Feds Launch Criminal Probe of E&Y Tax Shelters

New York (May 25, 2004) – Federal prosecutors have impaneled a grand jury as part of a new criminal probe into Big Four firm Ernst & Young’s promotion of potentially abusive tax shelters, according to published reports.

Neither the U.S. District Attorney’s Office for the Southern District of New York, which is leading the investigation, nor the Department of Justice would comment on the probe, and its scope is unknown. It is not clear, for instance, if it is aimed at the firm as a whole, or only at individuals.

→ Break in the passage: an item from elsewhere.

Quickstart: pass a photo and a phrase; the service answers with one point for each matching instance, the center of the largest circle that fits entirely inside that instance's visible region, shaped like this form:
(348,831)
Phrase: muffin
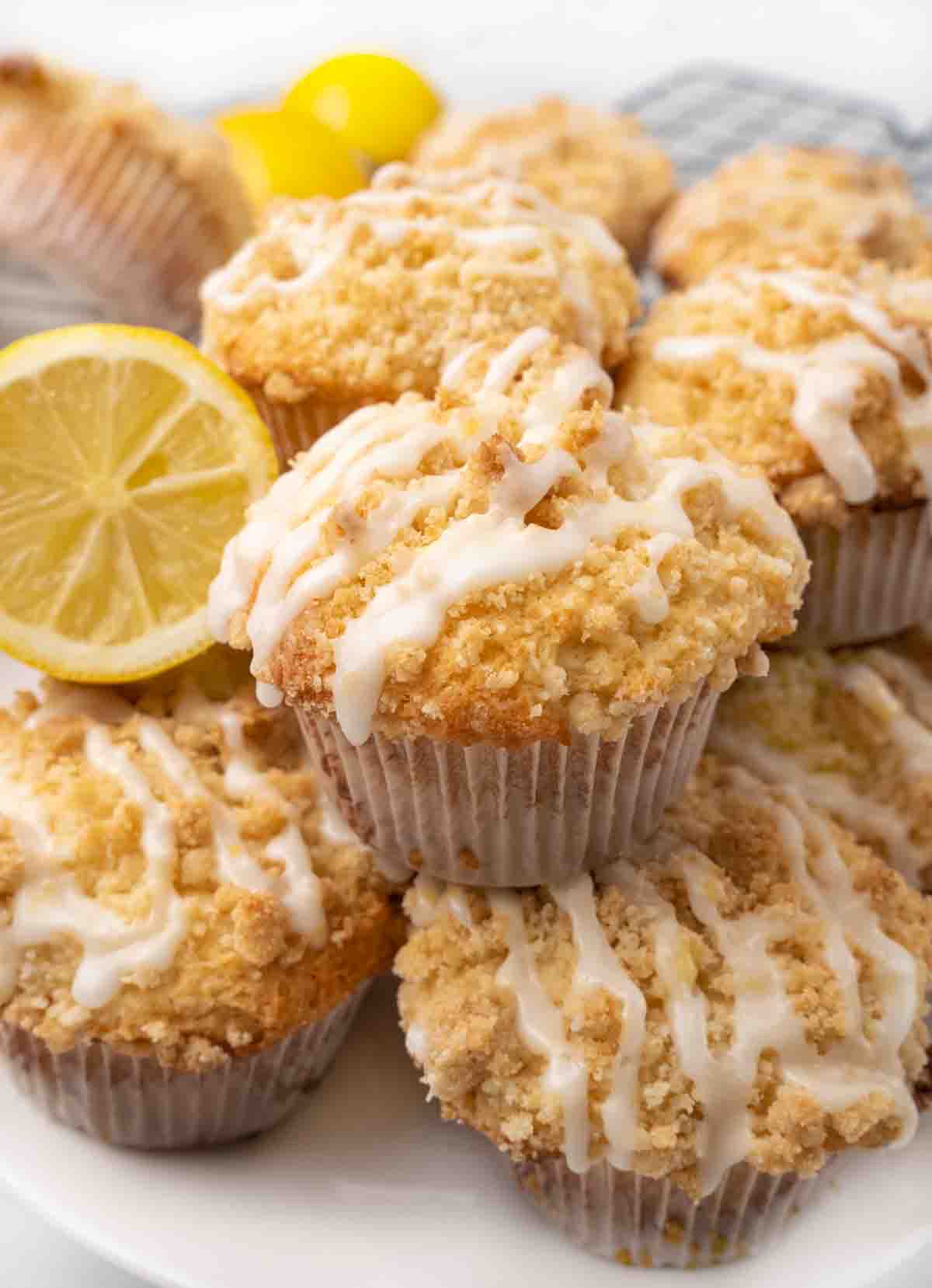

A spokesperson for Ernst & Young, confirming a report that had appeared in Monday’s Wall Street Journal, would only say that the firm was cooperating with the investigation.

The probe follows the launch of a similar investigation of tax shelters at fellow Big Four firm KPMG that was launched in February, and comes just 10 months after Ernst & Young settled a tax shelter probe by the Internal Revenue Service. E&Y paid $15 million as part of the civil settlement, though it admitted no wrongdoing.

With various branches of the federal government cracking down hard, the major accounting firms have scaled back or eliminated their involvement in the sale and promotion of tax shelters. Ernst & Young, for instance, broke up the unit that sold its most aggressive shelters.